Now that the activities are decided and their importance understood, food processing industries are left with 3 choices.

  1. To choose a source, using municipality supplied tap water has mineralization and even if you treat it for pathogens and bacteria, the mineralization gives a funny taste to the product.
  2. Treating the municipal supply with chlorine the organic matter present in it dies but the taste again varies.
  3. Opt for reverse osmosis applied processes to purify the incoming water for balanced health and taste. 

“Here reverse osmosis comes in to play. The procedure eliminates every contaminant including chlorine to give ready to use healthy and safe drinking water. This, in turn, gives palatable results,” says Farag. “A system should be installed based on the complete analysis of the supply you receive. It gives you consistent results and the customers a consistent taste with a healthy product.”

Which RO Is best for a food processing industry?
Based on the size of the industry, a company can choose between a commercial RO for small and medium scale industries and industrial RO for the facilities operating at a much larger scale. These systems are available in automatic and manual setting but with a lot going on in the facility, it is suggested to get an automated system with less manual supervision.

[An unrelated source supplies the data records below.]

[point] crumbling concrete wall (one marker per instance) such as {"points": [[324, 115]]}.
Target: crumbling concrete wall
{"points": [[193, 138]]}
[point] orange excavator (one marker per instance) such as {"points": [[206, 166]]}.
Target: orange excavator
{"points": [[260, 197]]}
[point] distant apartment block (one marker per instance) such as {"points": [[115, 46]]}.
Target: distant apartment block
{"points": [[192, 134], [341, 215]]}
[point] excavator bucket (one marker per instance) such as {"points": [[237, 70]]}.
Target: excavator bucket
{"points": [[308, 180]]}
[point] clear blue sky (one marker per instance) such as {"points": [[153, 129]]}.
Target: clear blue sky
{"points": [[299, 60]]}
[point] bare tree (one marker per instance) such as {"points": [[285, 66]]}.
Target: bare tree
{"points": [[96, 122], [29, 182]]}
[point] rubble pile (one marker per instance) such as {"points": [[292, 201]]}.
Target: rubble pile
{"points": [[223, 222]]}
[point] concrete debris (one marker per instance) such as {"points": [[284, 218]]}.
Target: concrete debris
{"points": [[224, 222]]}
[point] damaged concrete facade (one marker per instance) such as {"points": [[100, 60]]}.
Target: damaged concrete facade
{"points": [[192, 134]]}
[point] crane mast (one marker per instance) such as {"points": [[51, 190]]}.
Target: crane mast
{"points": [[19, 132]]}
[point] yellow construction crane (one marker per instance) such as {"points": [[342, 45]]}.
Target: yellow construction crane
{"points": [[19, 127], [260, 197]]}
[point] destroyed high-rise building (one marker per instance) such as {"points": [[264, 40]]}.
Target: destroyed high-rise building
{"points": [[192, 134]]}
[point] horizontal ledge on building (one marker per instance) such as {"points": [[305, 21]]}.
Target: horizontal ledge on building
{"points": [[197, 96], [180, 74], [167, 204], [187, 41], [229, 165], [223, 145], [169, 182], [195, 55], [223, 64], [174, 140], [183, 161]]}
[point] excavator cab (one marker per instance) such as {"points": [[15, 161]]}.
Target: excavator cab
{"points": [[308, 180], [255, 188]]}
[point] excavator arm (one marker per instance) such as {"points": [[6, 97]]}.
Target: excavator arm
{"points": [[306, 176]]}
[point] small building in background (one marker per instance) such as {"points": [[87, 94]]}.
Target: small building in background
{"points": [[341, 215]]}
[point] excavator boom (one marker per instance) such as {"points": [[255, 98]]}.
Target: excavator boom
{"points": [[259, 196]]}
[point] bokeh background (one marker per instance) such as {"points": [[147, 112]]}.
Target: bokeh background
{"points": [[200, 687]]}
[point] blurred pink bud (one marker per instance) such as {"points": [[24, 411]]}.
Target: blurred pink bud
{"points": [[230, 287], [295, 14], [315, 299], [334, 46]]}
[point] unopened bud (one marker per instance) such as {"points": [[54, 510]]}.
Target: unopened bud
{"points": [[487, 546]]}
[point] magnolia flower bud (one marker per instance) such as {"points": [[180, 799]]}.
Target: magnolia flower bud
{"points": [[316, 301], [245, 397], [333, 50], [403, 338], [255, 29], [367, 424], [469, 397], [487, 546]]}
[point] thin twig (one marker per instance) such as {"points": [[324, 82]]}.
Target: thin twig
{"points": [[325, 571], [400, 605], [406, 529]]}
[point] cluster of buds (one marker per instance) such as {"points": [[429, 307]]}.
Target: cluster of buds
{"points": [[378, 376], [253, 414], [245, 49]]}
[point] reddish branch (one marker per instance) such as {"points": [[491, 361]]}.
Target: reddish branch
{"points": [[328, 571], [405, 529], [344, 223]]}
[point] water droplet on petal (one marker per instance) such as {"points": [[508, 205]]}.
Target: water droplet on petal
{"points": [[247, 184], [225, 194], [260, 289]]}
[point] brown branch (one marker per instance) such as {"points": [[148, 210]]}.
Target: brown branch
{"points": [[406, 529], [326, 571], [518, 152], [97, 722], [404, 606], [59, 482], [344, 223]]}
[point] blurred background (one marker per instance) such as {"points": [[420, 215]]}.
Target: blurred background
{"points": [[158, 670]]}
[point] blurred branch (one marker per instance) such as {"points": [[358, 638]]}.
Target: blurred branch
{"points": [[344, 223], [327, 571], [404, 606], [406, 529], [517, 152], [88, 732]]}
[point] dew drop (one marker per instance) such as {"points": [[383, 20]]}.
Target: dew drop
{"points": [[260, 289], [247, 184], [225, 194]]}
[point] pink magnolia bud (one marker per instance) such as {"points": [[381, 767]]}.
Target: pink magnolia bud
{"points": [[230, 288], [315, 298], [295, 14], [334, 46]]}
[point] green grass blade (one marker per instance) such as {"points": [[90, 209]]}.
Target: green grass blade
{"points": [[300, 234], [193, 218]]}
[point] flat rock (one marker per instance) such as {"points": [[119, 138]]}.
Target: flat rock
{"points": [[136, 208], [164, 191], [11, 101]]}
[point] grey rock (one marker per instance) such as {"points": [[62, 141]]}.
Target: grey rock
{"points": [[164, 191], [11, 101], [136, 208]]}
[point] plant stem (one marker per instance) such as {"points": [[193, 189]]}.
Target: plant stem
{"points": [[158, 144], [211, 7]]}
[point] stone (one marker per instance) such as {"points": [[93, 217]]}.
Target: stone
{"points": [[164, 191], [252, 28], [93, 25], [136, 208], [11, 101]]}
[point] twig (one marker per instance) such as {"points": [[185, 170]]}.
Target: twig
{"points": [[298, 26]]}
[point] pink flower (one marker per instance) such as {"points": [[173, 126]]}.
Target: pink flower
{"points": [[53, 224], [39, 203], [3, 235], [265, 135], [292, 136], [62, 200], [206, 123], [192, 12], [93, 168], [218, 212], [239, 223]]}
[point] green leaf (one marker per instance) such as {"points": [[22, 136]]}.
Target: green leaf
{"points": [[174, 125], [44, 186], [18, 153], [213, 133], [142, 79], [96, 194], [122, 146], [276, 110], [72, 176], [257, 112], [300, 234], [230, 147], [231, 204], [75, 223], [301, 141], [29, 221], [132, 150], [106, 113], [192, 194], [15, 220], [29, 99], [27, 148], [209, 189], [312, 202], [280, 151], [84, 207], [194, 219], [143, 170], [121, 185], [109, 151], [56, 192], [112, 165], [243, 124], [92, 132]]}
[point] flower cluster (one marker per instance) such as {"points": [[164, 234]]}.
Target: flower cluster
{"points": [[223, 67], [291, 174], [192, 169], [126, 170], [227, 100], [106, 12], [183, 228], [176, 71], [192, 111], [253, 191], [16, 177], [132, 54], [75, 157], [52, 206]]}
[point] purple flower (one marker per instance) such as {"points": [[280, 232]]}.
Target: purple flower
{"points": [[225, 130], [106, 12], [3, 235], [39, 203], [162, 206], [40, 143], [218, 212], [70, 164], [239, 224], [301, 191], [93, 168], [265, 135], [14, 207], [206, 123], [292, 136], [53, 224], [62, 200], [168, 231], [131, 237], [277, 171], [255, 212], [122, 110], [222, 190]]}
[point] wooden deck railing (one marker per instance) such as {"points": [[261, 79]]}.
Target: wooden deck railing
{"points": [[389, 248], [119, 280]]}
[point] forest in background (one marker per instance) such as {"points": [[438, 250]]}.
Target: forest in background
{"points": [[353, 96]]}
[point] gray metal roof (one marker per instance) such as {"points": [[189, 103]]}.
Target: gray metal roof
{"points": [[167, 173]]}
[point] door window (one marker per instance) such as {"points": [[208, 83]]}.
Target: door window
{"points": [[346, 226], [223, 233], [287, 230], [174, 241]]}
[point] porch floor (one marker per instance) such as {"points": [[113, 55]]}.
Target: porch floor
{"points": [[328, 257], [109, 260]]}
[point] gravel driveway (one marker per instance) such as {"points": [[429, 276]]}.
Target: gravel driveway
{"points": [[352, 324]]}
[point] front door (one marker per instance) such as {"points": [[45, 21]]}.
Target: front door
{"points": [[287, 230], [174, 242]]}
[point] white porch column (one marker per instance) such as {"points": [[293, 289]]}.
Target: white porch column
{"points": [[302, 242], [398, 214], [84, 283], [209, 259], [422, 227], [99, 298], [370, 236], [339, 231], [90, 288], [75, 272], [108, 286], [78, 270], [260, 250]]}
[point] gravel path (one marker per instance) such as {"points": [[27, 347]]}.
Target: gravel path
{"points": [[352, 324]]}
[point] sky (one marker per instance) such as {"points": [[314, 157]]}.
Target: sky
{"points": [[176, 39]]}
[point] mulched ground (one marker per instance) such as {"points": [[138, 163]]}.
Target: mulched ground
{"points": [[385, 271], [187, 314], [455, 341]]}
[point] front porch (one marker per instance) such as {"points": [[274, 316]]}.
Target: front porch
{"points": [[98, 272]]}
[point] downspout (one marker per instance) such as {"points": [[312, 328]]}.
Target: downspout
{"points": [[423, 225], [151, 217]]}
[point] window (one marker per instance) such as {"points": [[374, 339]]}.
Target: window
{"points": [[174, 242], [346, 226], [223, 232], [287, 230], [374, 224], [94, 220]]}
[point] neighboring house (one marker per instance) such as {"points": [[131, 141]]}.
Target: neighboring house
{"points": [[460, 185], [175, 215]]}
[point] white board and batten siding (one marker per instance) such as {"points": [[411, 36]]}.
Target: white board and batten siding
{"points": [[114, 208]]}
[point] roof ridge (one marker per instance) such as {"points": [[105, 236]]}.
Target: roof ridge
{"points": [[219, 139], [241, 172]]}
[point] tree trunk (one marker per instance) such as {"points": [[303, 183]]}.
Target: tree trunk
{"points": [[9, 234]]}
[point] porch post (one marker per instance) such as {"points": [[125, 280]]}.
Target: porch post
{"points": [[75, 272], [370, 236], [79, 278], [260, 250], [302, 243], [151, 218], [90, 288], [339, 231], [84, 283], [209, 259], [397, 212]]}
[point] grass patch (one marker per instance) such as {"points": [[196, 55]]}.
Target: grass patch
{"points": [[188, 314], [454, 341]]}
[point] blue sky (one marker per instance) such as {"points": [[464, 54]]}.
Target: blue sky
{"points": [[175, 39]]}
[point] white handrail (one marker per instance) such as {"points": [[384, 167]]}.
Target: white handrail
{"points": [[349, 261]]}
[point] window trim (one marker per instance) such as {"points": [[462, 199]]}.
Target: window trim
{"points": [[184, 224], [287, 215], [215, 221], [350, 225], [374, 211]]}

These come very well equipped with reverse osmosis systems and give the quality of water customized for the facility’s needs. Also, both commercial and industrial RO come in wide ranges of capacities to choose from. But before a choice is made, it is important to understand what the supply is made of. The best decision would be to get an expert to do an analysis of the incoming water based on which the best strategy of RO systems to be operated for the best results will be suggested.